Dla kibiców i hokeistów Oceláři Trzyniec to była niezwykle udana końcówka roku. Po czwartkowej, wyjazdowej wygranej z HC Ołomuniec 2:1, dziś “Stalownicy” rozgromili Mountfield Hradec Králové 7:2!
Początek sobotniego spotkania nie wskazywał na to, że fani zgromadzeni w WERK Arenie obejrzą prawdziwą kanonadę w wykonaniu swoich ulubieńców. W pierwszej tercji gospodarze nie potrafili skierować krążka do siatki, natomiast przyjezdnym udało się to w 14. minucie gry, gdy wynik rywalizacji otworzył Christophe Lalancette. W drugiej części gry czerwono-białym udało się wyrównać. W 24. minucie bramkarza zespołu gości pokonał Martin Růžička i było to znów jedyny gol, jaki padł w tercji.
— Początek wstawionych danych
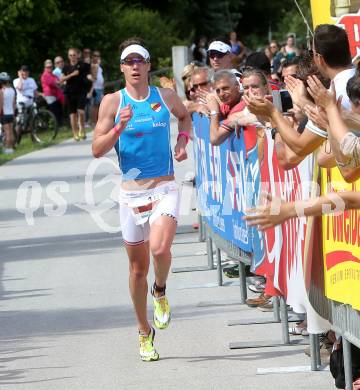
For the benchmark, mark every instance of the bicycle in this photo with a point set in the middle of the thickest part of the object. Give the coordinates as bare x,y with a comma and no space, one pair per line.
38,121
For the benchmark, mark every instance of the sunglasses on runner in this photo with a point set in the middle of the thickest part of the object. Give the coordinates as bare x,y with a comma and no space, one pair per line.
133,61
217,54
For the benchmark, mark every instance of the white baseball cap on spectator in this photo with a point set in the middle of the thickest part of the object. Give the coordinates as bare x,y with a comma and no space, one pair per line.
220,47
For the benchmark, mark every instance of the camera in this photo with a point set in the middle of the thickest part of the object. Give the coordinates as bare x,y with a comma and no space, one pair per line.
282,100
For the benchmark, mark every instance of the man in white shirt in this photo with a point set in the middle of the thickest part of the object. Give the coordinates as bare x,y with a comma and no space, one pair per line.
25,86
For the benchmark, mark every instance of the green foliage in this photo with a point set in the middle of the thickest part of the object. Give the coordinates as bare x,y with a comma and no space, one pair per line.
33,30
293,22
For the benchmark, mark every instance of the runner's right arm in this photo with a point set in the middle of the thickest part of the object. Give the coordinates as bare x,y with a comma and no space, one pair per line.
105,133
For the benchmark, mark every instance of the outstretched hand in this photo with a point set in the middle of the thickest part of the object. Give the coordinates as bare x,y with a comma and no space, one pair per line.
296,89
272,213
320,94
259,106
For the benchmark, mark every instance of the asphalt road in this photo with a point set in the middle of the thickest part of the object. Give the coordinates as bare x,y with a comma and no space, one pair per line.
66,321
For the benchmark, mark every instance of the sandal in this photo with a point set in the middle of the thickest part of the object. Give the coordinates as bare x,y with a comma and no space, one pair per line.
297,330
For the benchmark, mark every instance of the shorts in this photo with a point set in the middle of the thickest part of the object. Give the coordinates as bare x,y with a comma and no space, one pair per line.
76,102
139,210
6,119
98,94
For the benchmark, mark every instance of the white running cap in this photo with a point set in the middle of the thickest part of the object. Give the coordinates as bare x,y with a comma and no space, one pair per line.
135,49
220,46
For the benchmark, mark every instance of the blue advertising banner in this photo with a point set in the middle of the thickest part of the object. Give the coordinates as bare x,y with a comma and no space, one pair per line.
228,183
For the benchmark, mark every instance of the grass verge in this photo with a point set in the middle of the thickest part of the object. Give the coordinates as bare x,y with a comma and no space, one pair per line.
28,146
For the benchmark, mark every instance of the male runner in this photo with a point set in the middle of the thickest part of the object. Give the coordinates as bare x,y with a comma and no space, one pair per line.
149,196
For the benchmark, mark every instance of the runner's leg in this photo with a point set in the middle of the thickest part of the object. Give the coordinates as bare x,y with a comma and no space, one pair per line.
139,266
162,232
74,126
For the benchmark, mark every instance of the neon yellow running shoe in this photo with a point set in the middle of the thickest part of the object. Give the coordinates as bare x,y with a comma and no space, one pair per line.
162,315
147,350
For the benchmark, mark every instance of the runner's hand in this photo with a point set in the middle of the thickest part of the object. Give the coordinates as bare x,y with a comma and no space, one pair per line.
125,114
180,151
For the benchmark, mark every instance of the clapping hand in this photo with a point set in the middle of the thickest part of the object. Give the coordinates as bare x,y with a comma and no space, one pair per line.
320,94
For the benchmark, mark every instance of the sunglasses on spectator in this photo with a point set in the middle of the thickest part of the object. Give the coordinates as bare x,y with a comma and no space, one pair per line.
217,54
196,86
133,61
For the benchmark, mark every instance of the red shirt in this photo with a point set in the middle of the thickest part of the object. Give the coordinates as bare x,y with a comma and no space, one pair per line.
50,86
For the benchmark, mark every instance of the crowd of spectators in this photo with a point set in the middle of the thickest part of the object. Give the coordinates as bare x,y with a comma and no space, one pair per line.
237,90
73,88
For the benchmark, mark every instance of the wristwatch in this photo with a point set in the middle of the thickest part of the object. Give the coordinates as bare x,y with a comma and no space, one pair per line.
273,133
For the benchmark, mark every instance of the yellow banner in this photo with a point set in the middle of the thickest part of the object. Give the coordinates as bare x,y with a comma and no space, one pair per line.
344,13
341,244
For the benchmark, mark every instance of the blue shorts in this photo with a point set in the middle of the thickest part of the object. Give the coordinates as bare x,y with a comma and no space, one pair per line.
98,94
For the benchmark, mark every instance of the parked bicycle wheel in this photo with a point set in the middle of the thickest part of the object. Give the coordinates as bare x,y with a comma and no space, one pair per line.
44,127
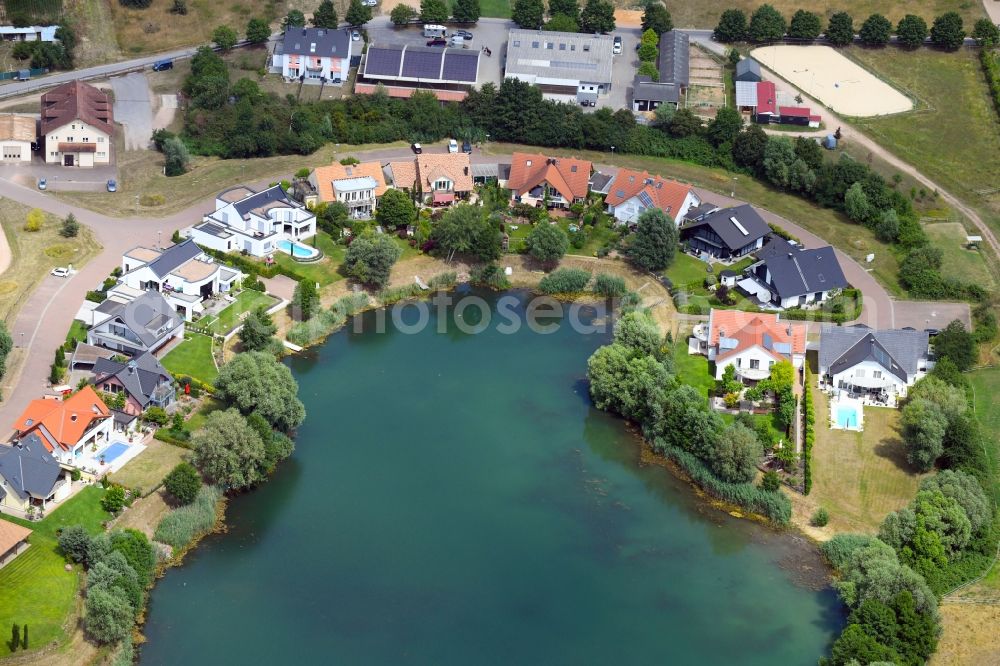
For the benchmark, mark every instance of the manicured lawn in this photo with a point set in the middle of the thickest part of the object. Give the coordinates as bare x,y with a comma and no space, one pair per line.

Prawdziwe strzelanie zaczęło się po drugiej pauzie. W 42. minucie prowadzenie wicemistrzom Czech dał Jordann Perret, ale odpowiedź “Stalowników” była niemal natychmiastowa. Dokładnie 60 sekund później do siatki trafił Richard Pánik i znów był remis. Potem czerwono-biali się rozstrzelali i zaaplikowali rywalom pięć bramek. W 50. minucie pierwsze prowadzenie obrońcom tytułu mistrzowskiego dał Martin Marinčin. Kibice ledwo skończyli cieszyć się po tym golu a już fetowali kolejnego. Dokładnie po 8 sekundach prowadzenie trzynieckiej drużyny podwyższył Jakub Jeřábek. Kolejne bramki dla gospodarzy strzelali Andrej Nestrašil w 52., Tomáš Kundrátek w 58. oraz Viliam Čacho w 59. minucie gry. Efektowna wygrana stanowi piękne zwieńczenie roku dla ekipy spod Jaworowego.